Он уходит куда-нибудь дальше от того дома, где «в углу, в этом ужасном шкафу и созревало все это».
«…в С – м переулке… к К – ну мосту».
Это Столярный переулок (ныне улица Пржевальского), в котором жил Достоевский во время создания романа «Преступление и наказание». К - н мост – Кукушкин мост через Екатерининский канал (ныне канал Грибоедова) вблизи Сенной площади (ныне площадь Мира).
Сенная всегда была многолюдна, грязна, славилась низкопробными заведениями, трактирами, кабаками. Весь этот район (Сенная и прилегающие к ней улицы) считался самым злачным местом Петербурга, его «чревом». Здесь было сосредоточено множество публичных домов, ночлежек, «номеров» с дурной репутацией. Сенная входила в маршруты прогулок Достоевского. «Живо интересуясь текущей действительностью», он наблюдал здесь многие сцены, творчески используя их потом в своих произведениях.[11,с.24]

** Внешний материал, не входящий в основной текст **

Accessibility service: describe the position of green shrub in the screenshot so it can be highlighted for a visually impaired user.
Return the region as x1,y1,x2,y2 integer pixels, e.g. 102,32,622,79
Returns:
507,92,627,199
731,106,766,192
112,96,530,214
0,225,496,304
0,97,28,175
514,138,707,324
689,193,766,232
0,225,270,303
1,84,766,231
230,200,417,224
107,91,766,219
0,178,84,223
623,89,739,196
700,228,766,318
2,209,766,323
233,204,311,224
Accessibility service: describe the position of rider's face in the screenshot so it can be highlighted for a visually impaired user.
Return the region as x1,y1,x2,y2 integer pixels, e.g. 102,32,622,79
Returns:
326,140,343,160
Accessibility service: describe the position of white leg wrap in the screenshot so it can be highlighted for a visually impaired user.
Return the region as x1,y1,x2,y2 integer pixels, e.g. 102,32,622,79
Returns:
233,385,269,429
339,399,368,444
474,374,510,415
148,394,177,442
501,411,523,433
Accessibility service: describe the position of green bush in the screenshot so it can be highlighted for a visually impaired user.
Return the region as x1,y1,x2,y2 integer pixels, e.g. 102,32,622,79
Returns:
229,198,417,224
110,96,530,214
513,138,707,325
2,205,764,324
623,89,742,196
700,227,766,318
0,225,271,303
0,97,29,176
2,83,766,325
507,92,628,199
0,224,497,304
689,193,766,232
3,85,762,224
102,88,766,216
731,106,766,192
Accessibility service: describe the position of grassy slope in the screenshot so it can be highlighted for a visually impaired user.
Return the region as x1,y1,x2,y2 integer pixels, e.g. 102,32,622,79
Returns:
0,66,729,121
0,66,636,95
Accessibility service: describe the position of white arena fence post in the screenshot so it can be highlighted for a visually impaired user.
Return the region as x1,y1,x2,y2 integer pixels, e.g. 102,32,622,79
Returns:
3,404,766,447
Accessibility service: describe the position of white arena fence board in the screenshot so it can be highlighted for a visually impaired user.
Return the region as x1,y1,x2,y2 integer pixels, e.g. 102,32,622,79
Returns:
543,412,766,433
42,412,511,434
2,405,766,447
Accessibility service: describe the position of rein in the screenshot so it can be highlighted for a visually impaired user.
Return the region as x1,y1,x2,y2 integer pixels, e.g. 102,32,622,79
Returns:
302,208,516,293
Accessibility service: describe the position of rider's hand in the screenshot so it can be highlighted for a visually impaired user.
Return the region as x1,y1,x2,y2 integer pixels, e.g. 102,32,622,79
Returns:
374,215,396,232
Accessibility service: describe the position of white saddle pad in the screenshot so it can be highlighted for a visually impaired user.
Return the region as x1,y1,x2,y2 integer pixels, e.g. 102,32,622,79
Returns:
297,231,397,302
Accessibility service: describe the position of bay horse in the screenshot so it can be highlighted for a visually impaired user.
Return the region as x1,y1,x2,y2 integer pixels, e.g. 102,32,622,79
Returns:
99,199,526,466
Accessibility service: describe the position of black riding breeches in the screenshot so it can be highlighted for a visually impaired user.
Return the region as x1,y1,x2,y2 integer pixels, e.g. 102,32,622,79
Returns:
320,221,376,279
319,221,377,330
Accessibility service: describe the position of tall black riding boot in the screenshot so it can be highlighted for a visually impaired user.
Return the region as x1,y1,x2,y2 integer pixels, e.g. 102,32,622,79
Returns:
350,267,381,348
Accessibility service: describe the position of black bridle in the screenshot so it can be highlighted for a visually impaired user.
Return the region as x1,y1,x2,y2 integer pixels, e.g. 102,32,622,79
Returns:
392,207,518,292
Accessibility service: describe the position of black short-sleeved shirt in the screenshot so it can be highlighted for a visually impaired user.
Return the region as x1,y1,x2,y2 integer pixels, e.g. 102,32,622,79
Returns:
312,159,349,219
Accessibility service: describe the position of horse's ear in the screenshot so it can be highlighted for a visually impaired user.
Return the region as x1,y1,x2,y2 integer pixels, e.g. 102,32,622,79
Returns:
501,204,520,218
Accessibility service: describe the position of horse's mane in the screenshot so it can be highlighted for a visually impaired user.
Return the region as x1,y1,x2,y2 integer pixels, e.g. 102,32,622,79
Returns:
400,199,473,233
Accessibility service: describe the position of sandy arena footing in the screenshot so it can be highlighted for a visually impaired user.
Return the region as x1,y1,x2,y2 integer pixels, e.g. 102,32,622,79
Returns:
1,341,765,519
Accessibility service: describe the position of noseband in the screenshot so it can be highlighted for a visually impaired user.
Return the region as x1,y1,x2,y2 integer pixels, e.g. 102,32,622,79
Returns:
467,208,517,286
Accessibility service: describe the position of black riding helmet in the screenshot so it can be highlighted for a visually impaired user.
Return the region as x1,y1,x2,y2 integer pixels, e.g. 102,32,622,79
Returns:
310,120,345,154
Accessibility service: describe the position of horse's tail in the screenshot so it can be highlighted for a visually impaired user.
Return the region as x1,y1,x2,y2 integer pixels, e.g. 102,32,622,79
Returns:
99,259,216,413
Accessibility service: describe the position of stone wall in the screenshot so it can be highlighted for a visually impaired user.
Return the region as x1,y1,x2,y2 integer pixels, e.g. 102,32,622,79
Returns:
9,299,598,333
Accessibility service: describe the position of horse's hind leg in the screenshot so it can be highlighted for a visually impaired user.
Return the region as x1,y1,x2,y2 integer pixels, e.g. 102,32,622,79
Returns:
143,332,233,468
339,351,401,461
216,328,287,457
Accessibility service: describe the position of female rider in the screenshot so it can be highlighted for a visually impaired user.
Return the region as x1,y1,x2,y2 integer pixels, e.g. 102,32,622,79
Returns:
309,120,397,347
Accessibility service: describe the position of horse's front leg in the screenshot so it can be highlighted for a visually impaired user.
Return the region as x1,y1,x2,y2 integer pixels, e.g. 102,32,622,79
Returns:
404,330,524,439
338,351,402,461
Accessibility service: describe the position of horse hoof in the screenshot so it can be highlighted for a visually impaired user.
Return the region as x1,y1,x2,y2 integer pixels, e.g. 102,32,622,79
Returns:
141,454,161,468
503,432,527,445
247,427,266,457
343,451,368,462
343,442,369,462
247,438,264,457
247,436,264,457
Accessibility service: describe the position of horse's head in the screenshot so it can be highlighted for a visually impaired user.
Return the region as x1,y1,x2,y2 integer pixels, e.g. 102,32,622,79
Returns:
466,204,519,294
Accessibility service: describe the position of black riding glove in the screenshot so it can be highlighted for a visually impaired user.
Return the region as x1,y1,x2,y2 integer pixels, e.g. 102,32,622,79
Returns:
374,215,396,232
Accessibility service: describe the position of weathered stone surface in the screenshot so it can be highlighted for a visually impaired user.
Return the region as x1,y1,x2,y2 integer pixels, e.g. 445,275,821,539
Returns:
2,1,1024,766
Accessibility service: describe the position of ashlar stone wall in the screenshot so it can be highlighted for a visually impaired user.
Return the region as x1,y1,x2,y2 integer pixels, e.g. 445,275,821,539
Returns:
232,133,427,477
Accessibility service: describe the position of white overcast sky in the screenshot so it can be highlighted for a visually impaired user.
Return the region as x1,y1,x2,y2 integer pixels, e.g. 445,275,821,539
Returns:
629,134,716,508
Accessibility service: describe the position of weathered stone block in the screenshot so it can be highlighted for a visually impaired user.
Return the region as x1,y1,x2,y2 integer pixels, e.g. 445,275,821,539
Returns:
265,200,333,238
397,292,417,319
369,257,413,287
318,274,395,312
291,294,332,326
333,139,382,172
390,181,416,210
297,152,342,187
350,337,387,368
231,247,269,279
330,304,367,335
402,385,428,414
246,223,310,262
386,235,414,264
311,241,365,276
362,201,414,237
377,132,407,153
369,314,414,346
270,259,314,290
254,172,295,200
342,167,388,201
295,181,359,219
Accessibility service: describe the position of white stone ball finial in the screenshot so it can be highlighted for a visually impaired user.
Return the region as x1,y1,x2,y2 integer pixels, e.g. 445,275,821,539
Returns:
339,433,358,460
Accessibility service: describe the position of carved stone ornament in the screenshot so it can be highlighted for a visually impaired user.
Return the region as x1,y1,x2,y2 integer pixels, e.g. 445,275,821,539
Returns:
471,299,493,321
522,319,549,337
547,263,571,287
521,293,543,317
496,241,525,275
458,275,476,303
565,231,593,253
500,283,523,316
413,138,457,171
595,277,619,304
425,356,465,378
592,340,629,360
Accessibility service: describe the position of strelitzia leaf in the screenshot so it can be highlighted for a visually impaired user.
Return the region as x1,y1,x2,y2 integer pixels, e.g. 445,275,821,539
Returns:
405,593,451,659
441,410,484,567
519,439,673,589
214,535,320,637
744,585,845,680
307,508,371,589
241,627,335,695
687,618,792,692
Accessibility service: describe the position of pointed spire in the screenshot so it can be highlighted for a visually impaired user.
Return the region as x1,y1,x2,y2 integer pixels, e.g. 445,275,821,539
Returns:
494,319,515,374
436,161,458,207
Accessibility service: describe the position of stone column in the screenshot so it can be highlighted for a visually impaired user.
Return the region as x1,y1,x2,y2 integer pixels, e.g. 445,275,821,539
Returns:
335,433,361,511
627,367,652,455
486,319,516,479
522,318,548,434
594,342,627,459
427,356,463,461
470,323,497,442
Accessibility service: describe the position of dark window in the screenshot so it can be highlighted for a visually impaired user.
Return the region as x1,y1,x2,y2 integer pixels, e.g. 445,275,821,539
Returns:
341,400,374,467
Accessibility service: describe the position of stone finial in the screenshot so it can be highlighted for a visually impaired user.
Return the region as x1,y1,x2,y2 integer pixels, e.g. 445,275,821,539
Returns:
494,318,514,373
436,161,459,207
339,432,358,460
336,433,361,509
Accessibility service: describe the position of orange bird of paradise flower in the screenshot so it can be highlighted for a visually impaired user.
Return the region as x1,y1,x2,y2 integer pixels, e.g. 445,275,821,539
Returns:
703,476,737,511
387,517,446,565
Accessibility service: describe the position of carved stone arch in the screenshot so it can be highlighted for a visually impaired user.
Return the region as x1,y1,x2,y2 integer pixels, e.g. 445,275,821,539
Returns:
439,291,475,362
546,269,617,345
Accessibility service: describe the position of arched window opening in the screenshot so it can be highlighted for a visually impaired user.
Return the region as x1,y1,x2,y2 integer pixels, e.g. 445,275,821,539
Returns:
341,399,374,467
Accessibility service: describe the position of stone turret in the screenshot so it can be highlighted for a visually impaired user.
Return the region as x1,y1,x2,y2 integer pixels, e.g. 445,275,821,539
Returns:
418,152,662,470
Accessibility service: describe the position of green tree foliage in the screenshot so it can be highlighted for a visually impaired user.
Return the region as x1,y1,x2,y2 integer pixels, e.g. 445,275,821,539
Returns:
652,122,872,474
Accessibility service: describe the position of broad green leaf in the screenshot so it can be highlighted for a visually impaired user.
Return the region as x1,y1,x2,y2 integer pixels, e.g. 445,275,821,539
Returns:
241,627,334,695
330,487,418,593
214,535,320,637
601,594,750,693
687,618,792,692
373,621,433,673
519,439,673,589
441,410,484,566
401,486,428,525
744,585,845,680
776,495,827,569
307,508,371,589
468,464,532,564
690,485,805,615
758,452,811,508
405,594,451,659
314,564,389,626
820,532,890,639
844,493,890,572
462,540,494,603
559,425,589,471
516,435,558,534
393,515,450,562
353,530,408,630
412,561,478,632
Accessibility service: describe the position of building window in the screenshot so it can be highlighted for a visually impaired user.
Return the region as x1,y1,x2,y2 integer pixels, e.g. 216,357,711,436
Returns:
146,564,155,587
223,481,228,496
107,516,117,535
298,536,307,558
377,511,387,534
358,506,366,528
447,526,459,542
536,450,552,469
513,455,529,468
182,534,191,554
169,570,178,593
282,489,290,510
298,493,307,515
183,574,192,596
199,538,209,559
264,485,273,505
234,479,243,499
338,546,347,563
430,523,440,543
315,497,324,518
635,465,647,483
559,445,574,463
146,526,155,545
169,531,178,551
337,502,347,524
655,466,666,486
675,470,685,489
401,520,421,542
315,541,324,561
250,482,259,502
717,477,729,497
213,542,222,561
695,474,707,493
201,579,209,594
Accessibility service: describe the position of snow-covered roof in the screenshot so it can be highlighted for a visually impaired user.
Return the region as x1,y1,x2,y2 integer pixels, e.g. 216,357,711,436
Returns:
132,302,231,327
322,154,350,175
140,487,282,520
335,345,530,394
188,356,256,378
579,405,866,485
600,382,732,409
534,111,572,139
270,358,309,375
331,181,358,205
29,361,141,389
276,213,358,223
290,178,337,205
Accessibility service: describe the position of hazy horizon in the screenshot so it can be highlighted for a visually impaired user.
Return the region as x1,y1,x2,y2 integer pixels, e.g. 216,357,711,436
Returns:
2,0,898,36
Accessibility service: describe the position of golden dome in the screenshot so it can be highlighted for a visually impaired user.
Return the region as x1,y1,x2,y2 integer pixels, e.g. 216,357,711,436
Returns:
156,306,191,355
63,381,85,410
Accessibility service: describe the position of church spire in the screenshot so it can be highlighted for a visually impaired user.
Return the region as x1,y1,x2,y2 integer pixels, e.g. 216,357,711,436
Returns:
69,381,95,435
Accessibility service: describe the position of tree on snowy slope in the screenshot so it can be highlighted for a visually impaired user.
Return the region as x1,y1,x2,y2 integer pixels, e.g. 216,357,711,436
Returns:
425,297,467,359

Для Раскольникова Сенная имела какую-то особенную притягательную силу. Его постоянно тянуло сюда: «Было около 9-ти часов, когда он проходил по Сенной. Все торговцы на столах, на лотках, в лавках и в лавочках запирали свои заведения или снимали и прибирали свой товар и расходились по домам, равно как и их покупатели. Около харчевен в нижних этажах, на грязных и вонючих дворах домов Сенной площади, а наиболее у распивочных, толпилось много разного и всякого сорта промышленников и лохмотников…». [9,с.8]
Представим себе суетящуюся толпу, бесконечные ряды, мешки, телеги, грязь, шум, толкотню. Раскольников бессмысленно оглядывает все это. И вдруг (как всегда у Достоевского – «неслучайная» случайность): «У самого К-ного переулка, на углу» он услышал разговор, из которого узнал, «что завтра, ровно в семь часов вечера, Лизавете, старухиной сестры и единственной ее сожительницы, дома не будет и что, стало быть, старуха, ровно в семь часов вечера, останется дома одна». «До его квартиры оставалось всего несколько шагов. Он вошел к себе, как приговоренный к смерти». [9,с.12]
Раскольников снова придет на то же место, после убийства: «По старой привычке, обыкновенным путем своих прежних прогулок, он направился прямо на Сенную… и вышел к тому углу на Сенной, где торговали мещанин и баба, разговаривавшие тогда с Лизаветой; но их теперь не было…». [9,с.25]
Недалеко от дома процентщицы, там, где канал огибает петлей Подьяческие улицы, у крутого поворота перекинут пешеходный цепной Львиный мост – это один из немногих сохранившихся мостов через Екатерининский канал. И чуть далее Вознесенский, перестроенный в 1957 году. Вознесенский мост часто упоминался Достоевским («Униженные и оскорбленные», «Вечный муж», «Преступление и наказание»). Именно здесь не один раз подолгу стоял Раскольников: «Раскольников прошел прямо на –ский мост, стал на середине, у перил, облокотился на них обоими локтями и принялся глядеть вдоль… Склонившись над водою, машинально смотрел он на последний, розовый отблеск заката… Наконец, в глазах его завертелись какие-то красные круги, дома заходили, прохожие, набережные, экипажи – все это завертелось и заплясало кругом…». [11,с.30]
Возможно он думал здесь о самоубийстве. Но «дикое и безобразное видение» спасло его от этого: «Он почувствовал, что кто-то встал подле него, справа, рядом; он взглянул – и увидел женщину, высокую, с платком на голове, с желтым, продолговатым, испитым лицом и с красноватыми, впавшими глазами. Она глядела на него прямо, но, очевидно, ничего не видала и никого не различала. Вдруг она облокотилась правою рукой о перила, подняла правую ногу и замахнула ее за решетку, затем левую, и бросилась в канаву. Грязная вода раздалась, поглотила на мгновение жертву, но через минуту утопленница всплыла, и ее тихо понесло вниз по течению, головой и ногами в воде, спиной поверх, со сбившеюся и вспухшей над водой, как подушка, юбкой…». [9,с.22]
Этот эпизод так зримо описан, что, кажется, Достоевский видел эту сцену. Справа от моста и сейчас есть спуск к каналу, вот там-то и выловили несчастную Афросиньюшку.
На обратном пути Раскольников опять останавливается на Вознесенском мосту: «Был час одинадцатый, когда он вышел на улицу. Через пять минут он стоял на мосту, с которого давеча сбросилась женщина».